Yii: Receiving multiple records for a single model from view in POST method: To save Parent Child data

Question

I am in a situation where I have more than 4 child tables associated with one Parent table. I need to create a user experience in which user presses Save button only once, meaning by, user enters all the data in parent model fields, then enters data in all four child model fields and then presses the save button. As far as I know, having relations in the model allows you to make associated rows inserted easily but the main problem is how to receive multiple rows from view in POST method for a single model (here I essentially mean the child models). I have tried it manually by repeating the attributes of child model in view but when I save the record, only the last rowset gets stored in the child table along with parent table, one row for the child table gets missed. Kindly note that I am using CActiveForm and other Bootstrap widgets in my View files.

Is it possible in Yii or I am too wishful....any suggestions or comments ????

Many thanks in advance. Regards, Faisal

Answer 1

I got the solution but with all the help from here and also from other forums. I followed the post by Kiran and tested it by generating additional HTML attributes using jQuery. On the submit, I got all the rows exactly how I wanted. In the controller, first I counted the total number of models submitted in the post request and then iterated over each one for desired processing. Following is the code snippet.

    if(!empty($_POST))
{
    $v=count($_POST['Address'])+1;
    Yii::log(count($_POST['Address']));
    for ($i=1; $i<$v; $i++){
            $addressModel_1->attributes=$_POST['Address'][$i];
            Yii::log('Dumping Data from '.$i.' model');
            Yii::log($addressModel_1->city);
            Yii::log($addressModel_1->street);
            Yii::log($addressModel_1->state);}}

On the view side, I generated the HTML using jQuery function. All this function did was to add another set of html to allow the user to enter data. Important thing to note while generating the HTML is the name of model or else it wouldn't land where you want in controller.

Following is the code snippet of this function. Please note that I am hardcoding the "3" as id since I already had two sets of rows in DOM. I am going to further improve this code but rest assured, the logic works.

function createNewAddress(){
     var newdiv = document.createElement('div');
     var inner_html='<div class="row">';
        inner_html+='<label for="Address_3_street">Street</label>        <input name="Address[3][street]" id="Address_3_street" type="text" maxlength="200" />            </div>';
        inner_html+='<div class="row">';
        inner_html+='<label for="Address_3_city">City</label>        <input name="Address[3][city]" id="Address_3_city" type="text" maxlength="200" />            </div>  ';
        inner_html+='<div class="row">';
        inner_html+='<label for="Address_3_state">State</label>        <input name="Address[3][state]" id="Address_3_state" type="text" maxlength="200" />            </div>';
     newdiv.innerHTML=inner_html;
     $('#user-form').append(newdiv);

}

This way, I can have n-number of child rows added on the fly from browser and user will save all data by pressing the Save or Submit button only once.

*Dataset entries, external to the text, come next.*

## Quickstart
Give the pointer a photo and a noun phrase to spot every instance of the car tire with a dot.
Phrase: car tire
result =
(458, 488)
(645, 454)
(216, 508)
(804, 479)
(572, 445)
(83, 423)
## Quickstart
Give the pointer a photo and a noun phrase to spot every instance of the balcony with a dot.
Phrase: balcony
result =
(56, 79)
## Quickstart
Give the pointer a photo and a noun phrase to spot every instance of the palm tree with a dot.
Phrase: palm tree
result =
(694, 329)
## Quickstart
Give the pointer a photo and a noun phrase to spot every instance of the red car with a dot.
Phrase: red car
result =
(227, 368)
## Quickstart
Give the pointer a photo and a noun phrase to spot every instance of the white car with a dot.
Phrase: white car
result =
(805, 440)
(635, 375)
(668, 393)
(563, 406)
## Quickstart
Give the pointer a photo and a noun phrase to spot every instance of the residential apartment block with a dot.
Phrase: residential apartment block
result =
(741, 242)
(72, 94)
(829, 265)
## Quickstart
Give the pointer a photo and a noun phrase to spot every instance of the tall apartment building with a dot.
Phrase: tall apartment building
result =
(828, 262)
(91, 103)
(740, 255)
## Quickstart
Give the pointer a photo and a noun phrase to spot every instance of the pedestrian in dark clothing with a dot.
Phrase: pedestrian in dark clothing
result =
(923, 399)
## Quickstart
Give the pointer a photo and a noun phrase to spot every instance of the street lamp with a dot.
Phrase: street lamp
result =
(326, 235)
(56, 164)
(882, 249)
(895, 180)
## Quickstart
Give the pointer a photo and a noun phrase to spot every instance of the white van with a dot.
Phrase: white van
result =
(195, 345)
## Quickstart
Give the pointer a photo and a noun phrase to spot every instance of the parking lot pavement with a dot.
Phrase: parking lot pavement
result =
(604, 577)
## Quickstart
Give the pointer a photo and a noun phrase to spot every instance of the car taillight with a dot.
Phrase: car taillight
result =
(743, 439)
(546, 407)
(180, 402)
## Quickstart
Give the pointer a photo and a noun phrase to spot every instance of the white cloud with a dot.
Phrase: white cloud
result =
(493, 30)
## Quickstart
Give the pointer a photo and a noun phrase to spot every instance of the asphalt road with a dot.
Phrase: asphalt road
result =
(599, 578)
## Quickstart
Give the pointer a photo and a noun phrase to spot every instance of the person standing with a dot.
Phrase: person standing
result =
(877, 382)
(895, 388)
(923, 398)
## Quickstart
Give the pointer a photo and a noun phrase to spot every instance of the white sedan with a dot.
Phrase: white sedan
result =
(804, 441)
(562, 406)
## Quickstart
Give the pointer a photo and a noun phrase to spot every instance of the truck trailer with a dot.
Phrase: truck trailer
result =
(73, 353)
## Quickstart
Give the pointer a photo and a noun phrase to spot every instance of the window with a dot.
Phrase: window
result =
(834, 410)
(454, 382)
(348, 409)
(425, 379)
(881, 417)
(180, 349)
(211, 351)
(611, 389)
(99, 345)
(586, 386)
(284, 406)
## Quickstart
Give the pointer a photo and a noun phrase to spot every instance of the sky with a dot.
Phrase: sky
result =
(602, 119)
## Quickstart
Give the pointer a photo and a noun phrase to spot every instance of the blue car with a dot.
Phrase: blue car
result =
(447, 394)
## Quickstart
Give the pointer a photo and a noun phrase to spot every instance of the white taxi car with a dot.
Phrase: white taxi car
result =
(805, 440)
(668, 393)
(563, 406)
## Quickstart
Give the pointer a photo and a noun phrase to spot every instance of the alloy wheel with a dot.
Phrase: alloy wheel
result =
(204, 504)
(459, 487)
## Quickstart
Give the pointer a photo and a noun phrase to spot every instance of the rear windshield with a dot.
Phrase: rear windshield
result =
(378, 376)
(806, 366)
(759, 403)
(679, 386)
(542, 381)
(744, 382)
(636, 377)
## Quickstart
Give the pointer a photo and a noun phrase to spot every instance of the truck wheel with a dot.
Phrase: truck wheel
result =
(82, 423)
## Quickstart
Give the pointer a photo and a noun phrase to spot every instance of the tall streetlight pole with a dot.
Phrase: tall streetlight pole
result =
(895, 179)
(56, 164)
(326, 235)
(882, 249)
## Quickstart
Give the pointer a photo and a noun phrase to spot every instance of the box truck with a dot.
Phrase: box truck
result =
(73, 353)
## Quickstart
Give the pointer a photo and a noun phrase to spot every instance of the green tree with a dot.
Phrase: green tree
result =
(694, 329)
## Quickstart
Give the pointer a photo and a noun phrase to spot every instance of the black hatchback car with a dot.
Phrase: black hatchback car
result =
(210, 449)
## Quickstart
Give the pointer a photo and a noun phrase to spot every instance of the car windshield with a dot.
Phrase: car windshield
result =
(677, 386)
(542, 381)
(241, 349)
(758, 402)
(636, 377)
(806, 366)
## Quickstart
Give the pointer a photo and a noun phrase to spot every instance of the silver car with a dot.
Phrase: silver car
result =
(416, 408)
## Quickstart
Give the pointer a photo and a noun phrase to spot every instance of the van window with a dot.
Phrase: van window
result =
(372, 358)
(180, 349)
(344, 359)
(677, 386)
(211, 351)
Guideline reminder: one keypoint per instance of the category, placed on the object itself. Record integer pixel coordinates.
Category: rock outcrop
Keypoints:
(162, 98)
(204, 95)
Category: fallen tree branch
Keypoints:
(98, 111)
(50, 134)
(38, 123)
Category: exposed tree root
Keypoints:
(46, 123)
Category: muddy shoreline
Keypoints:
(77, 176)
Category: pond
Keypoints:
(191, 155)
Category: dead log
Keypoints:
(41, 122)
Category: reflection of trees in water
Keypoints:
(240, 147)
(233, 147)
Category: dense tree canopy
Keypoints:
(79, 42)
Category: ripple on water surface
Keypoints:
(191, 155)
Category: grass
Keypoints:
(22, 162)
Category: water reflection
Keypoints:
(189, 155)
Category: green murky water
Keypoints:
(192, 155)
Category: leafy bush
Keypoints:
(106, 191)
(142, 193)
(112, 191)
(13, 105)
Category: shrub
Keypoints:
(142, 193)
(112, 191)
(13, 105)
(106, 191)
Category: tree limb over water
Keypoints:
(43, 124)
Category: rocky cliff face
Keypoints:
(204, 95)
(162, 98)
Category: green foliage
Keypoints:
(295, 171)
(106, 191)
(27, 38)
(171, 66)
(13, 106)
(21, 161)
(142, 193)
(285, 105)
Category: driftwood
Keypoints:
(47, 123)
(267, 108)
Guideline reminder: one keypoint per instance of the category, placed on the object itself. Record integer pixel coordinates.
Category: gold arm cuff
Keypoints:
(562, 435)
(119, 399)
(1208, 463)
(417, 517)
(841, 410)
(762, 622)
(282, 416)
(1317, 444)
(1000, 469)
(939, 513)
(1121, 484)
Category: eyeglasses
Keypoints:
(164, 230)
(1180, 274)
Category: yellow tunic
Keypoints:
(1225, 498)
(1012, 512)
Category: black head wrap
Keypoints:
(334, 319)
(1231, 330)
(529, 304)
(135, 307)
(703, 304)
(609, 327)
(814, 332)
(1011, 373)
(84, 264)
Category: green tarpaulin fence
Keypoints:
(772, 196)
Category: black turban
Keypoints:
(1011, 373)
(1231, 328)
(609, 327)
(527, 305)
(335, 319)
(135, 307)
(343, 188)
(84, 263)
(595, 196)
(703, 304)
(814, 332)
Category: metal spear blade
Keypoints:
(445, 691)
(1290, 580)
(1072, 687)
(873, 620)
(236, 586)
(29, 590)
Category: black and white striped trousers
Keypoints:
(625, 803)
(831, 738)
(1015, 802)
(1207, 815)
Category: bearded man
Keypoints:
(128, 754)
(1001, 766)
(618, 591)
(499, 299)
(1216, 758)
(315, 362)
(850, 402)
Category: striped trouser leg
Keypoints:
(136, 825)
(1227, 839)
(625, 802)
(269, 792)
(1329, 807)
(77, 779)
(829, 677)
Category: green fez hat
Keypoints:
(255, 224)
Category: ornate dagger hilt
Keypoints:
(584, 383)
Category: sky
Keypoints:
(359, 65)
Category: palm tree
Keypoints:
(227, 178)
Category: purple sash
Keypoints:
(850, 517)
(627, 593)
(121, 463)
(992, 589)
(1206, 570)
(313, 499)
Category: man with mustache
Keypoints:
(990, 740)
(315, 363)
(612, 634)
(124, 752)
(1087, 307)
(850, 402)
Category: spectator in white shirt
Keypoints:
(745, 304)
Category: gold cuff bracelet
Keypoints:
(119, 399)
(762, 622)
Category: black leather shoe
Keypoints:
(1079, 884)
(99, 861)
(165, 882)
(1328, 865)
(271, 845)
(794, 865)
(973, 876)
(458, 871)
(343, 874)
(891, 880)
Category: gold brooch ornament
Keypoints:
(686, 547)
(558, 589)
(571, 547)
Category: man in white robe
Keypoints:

Thanks to everyone for their support.

Regards,

Faisal

Answer 2

You could make a new CFormModel to handle all the form fields validation, and then manually set the attributes after the $model->validate in the POST function. EG:

if ($model->validate){
    $model_one = new ModelOne;
    $model_one->name = $model->model_one_name;
    $model_one->surname = $model->model_one_surname;
    ....

    $model_two = new ModelTwo;
    $model_two->name = $model->model_two_name;
    $model_two->surname = $model->model_two_surname;
    ....
}

Answer 3

You should be using tabular input, that way you can receive data for multipe instances of the same type, you can then save the parent and use its id to fill the child foreign keys.